Die Zeiten, in denen sich Männer Bärte stehen ließen, um der unangenehmen Rasur mit stumpfen Rasiermessern zu entgehen (das „volle Programm“ und die vorbildlich auf „Haartest-Schärfe“ gebrachten Messer waren damals wie heute die Ausnahme, nicht die Regel) waren nun endgültig vorbei.

Zeichnung Metropolis

So sollte Gillettes Metropolis aussehen

Wie jeder große Visionär mochte Gillette sich nicht auf eine Vision beschränken. Außer seinem Rasierapparat patentierte er auch noch einen Flaschenverschluss, der sich jedoch ebensowenig durchsetzen konnte wie der utopische Sozialismus, den Gillette in mehreren Büchern, die er u.a. zusammen mit Upton Sinclair schrieb, propagierte. Gillette träumte von einer riesigen Stadt namens Metropolis (Supermans Wohnort hat er also auch erfunden), in der alle (!) Amerikaner leben sollten und deren Energie von den Niagara-Fällen geliefert werden sollte. Die weltweite Industrieproduktion wollte er von einer einzigen Firma erledigen lassen, und er hat tatsächlich versucht, diese Firma zu gründen.
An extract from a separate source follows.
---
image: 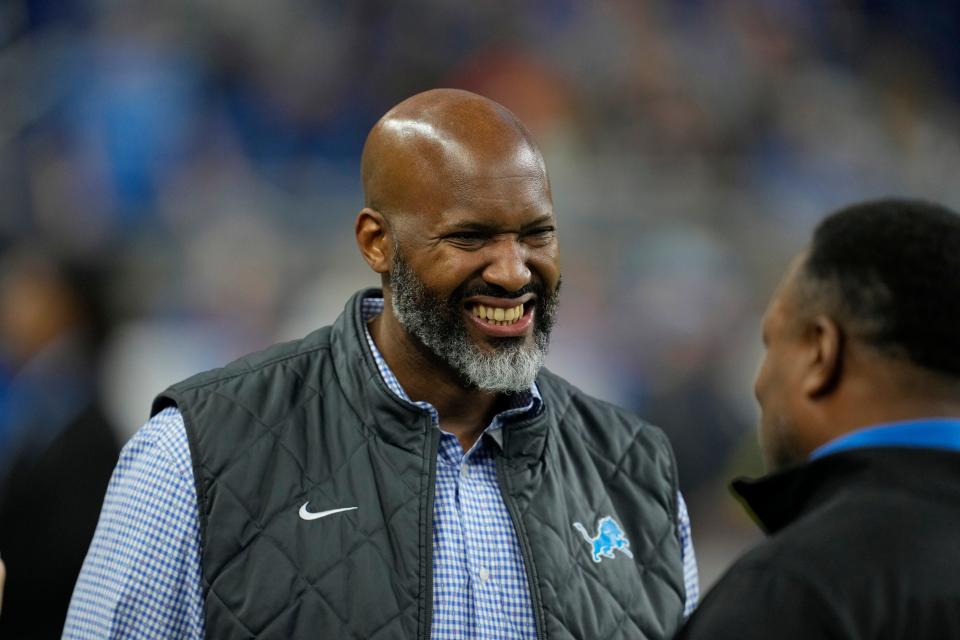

Theodore Roosevelt sollte den Laden leiten, doch der lehnte ab, obwohl Gillette ihm ein damals unerhörtes Jahresgehalt von 1 Million Dollar geboten hatte. Roosevelt war Realpolitiker und hielt es wohl vorausschauenderweise mit Helmut Schmidt: „Wer Visionen hat, sollte zum Arzt gehen.“
Und eine Erfindung, die fast immer mit Gillettes Namen verbunden wird, stammt gar nicht von ihm: das sogenannte Freebie Marketing („Verschenk die Apparate, mach das Geschäft mit den Klingen, die die Leute wieder und wieder nachkaufen müssen.“). Das hat seine Konkurrenz erfunden, um gegen die marktbeherrschende Position von Gillette anstinken zu können. Erst als die Patente ausliefen, die Gillette vor 109 Jahren eingereicht hat, bediente sich die Firma mit seinem Namen dieser Methode.
Gillette selbst hat das nicht mehr erlebt. Als er 1932 starb, war er praktisch bankrott, die Depression hatte sein Vermögen fast vollständig dezimiert.
Vom Klinkenputzer zum Klingenerfinder, vom verkrachten Handelsvertreter zum Industrie-Tycoon und Sozialromantiker, vom schwerreichen Mäzen zum Bankrotteur… wenige Männer haben Höhen und Tiefen des Lebens so ausgekostet wie King Camp Gillette, der Mann, der die Rasierklinge erfand und damit das Leben aller Männer dieser Welt verändert hat.